Objective: We aim to investigate the biological role of long non-coding RNA FENDRR and its mechanism in PCa.
Materials and methods: We determined the expression of FENDRR and miR-18a-5p in PCa tissues and examined the regulatory mechanism in PCa cell lines.
Results: FENDRR transcripts in human PCa tissues were significantly decreased compared with the normal controls. Reduced expression of FENDRR was correlated with the increase of pathological degree and poor prognosis in PCa patients.

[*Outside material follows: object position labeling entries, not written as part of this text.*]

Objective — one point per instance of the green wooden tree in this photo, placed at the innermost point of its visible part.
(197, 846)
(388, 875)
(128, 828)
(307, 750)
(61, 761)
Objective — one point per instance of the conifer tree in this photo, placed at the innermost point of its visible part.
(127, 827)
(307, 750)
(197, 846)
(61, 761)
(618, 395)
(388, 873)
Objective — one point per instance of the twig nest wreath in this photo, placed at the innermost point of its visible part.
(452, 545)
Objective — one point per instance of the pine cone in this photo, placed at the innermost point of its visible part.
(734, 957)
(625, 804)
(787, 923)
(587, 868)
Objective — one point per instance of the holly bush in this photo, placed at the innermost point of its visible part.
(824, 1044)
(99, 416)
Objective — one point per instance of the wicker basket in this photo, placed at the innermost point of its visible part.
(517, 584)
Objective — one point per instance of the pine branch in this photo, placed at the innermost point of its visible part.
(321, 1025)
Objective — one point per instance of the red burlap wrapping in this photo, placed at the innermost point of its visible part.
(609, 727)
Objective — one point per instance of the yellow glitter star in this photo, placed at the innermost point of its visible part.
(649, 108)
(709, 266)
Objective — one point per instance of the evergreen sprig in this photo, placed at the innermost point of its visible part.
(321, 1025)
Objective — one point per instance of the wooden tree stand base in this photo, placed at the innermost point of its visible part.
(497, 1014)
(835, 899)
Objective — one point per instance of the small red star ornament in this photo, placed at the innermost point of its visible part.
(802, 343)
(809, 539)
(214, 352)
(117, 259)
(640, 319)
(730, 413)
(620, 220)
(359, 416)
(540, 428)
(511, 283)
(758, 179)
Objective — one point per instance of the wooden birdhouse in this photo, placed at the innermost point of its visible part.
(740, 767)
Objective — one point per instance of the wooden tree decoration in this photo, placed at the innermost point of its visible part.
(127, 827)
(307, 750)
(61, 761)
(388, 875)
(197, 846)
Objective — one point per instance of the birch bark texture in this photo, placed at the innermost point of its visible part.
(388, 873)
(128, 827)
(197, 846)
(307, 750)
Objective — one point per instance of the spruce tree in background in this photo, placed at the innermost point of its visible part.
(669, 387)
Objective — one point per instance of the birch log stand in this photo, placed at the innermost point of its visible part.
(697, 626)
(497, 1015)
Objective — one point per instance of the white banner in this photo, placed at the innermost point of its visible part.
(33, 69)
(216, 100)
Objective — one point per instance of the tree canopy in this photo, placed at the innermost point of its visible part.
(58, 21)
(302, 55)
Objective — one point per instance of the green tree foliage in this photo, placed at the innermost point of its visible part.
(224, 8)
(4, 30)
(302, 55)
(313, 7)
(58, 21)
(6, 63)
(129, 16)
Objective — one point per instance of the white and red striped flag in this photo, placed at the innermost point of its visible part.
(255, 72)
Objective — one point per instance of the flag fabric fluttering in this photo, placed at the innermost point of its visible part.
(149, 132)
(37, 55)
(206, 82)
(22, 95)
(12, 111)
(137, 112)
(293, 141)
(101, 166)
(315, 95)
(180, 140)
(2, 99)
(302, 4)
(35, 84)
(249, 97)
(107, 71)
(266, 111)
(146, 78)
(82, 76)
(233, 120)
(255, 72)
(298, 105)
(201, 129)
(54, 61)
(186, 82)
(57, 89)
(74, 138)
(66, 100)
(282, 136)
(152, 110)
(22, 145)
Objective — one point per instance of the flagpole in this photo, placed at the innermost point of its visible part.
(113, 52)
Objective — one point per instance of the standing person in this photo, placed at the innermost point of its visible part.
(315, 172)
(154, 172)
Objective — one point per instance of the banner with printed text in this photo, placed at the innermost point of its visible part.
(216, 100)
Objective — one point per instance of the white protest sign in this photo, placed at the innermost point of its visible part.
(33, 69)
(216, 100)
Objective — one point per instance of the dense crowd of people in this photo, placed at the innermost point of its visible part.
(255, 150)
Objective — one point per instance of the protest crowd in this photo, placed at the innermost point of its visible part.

Upregulation of FENDRR inhibited cell proliferation, increased apoptosis and decreased invasion and migration ability, which was inhibited by miR-18a-5p mimic. Knockdown of FENDRR resulted in a significant increase of PCa cell proliferation and decrease of apoptosis and this effect was inhibited miR-18a-5p inhibitor. FENDRR and RUNX1 contain potential target sites for miR-18a-5p. miR-18a-5p mimic inhibited RUNX1 expression and luciferase activity. FENDRR could increase RUNX1 expression, which was inhibited by miR-18a-5p. The effect of FENDRR on cell proliferation, apoptosis and invasion and migration ability was suppressed by silence of RUNX1.
Discussion and conclusion: These results position FENDRR/miR-18a-5p/RUNX1 as a potential therapeutic target and biomarker for PCa.